I read this book based on a recommendation and the fact that I'm somewhat of a naturalist when it comes to food. In that same vein, I also tend to believe refined carbohydrates are more damaging to our bodies than saturated fat, which has been a staple part of our diets for millennia. I was hoping to expand my knowledge on the subject, specifically regarding sugar, but it's extremely hard to take the author's claims at face value when every so often he throws in a gem like that freckle bit. You never know what you can trust, and that is seriously frustrating.

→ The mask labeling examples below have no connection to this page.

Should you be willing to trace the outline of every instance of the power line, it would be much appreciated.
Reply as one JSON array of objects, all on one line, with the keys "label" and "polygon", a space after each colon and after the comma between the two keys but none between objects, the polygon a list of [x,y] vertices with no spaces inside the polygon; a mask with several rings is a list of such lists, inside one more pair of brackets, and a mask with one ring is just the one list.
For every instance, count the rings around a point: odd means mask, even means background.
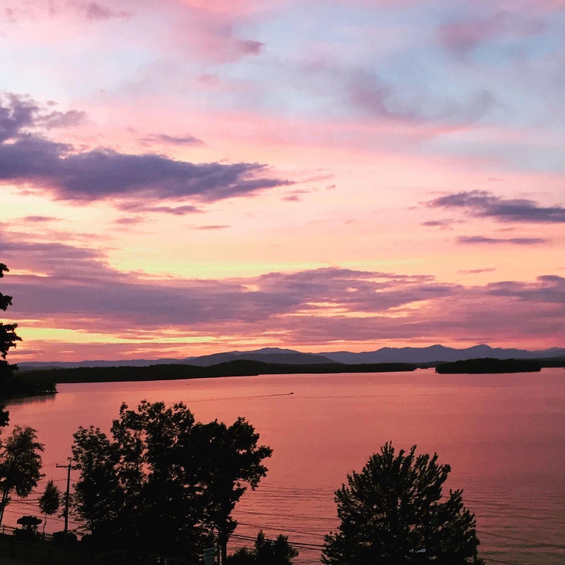
[{"label": "power line", "polygon": [[548,547],[557,547],[558,549],[565,549],[565,545],[559,545],[557,544],[549,544],[544,541],[534,541],[533,540],[526,540],[523,537],[515,537],[514,536],[505,536],[501,533],[493,533],[492,532],[485,532],[484,530],[476,530],[477,533],[484,534],[486,536],[493,536],[495,537],[502,537],[506,540],[515,540],[516,541],[525,541],[528,544],[533,544],[534,545],[545,545]]}]

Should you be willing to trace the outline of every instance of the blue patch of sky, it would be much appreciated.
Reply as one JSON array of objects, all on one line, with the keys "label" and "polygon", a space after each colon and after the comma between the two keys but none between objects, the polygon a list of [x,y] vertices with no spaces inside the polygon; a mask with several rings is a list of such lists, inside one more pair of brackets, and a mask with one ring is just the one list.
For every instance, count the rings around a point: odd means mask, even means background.
[{"label": "blue patch of sky", "polygon": [[[401,8],[317,2],[292,5],[258,25],[254,23],[253,38],[266,44],[263,55],[225,66],[222,72],[231,79],[257,84],[264,93],[257,95],[260,106],[285,115],[362,114],[362,110],[351,105],[346,92],[347,82],[362,76],[370,82],[373,77],[376,89],[382,85],[391,88],[386,104],[392,110],[412,107],[424,117],[464,121],[472,116],[475,101],[490,93],[497,103],[473,119],[491,123],[514,120],[515,125],[538,121],[537,107],[543,102],[528,95],[531,77],[515,78],[511,88],[503,80],[501,88],[500,74],[516,60],[535,64],[555,52],[562,44],[559,32],[565,15],[540,34],[513,37],[511,29],[495,34],[471,50],[464,62],[458,61],[440,44],[439,26],[479,20],[496,13],[485,12],[486,5],[445,1]],[[512,18],[523,20],[525,25],[531,16]],[[387,42],[394,42],[391,29],[397,31],[402,40],[389,48]],[[238,34],[246,37],[250,31],[241,25]],[[324,58],[328,67],[324,72],[316,73],[305,64]],[[526,101],[529,111],[509,111]]]}]

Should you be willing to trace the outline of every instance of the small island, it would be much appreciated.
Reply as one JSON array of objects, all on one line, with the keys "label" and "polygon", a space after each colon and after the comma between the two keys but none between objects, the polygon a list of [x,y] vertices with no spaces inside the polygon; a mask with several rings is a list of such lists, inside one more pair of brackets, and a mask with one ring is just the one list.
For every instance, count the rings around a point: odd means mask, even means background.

This book did motivate me to do a little side research, so I'll offer the results of that here for those interested. As Dufty claims, it is true that your typical iodized Morton table salt contains dextrose (I verified this in my own kitchen). However, it amounts to 0.04% by mass, and the only reason it's present is to stabilize the iodine. That amount is completely inconsequential. At that ratio, to get a TEASPOON of sugar, you'd have to eat around a quarter pound of salt. Good luck. Morton standard (non-iodized) table salt does not contain dextrose.

The other thing that really caught my eye was the study Dufty mentioned where a French physiologist named Francois Magendie fed dogs a diet of sugar and water and studied the effects. Because the dogs died, Dufty concluded, and I quote, "As a steady diet, sugar is worse than nothing. Plain water can keep you alive for quite some time. Sugar and water can kill you." (p136-7, his emphasis) I poked around for a while trying to track down this study, and what I found is laughable but interesting. This is a direct quote from Magendie himself (assuming the Journal of Nutrition is to be trusted): "I took a small dog of three years old, fat, and in good health, and put it to feed upon sugar alone, and gave it distilled water to drink: it had as much as it chose of both...[details over time of the dog's diminishing strength, decreasing appetite, and the development of ulcers in the dog's eyes]...It expired the 32nd day of the experiment." [1]

So. What we have here is a single healthy dog, fed nothing but sugar and water, that lived for 32 days. You can actually conclude something useful from this: that sugar (commonly referred to as "empty calories") cannot keep you alive - this dog very clearly starved to death and experienced some nutritional deficiencies along the way. You could then say that sugar is worse than the sense that sugar also causes cavities. Concluding that the dog died faster than if it'd had only water, on the other hand, is complete and utter conjecture. It was a single dog of unspecified breed, and there was no control. The other examples Dufty lists to back his claim are simply cases of humans living for a while without food. I wanted to buy the spats of nutritional biochemistry, but I feel as though I'd have to verify everything myself. There are far better sources of information out there, such as Good Calories, Bad Calories.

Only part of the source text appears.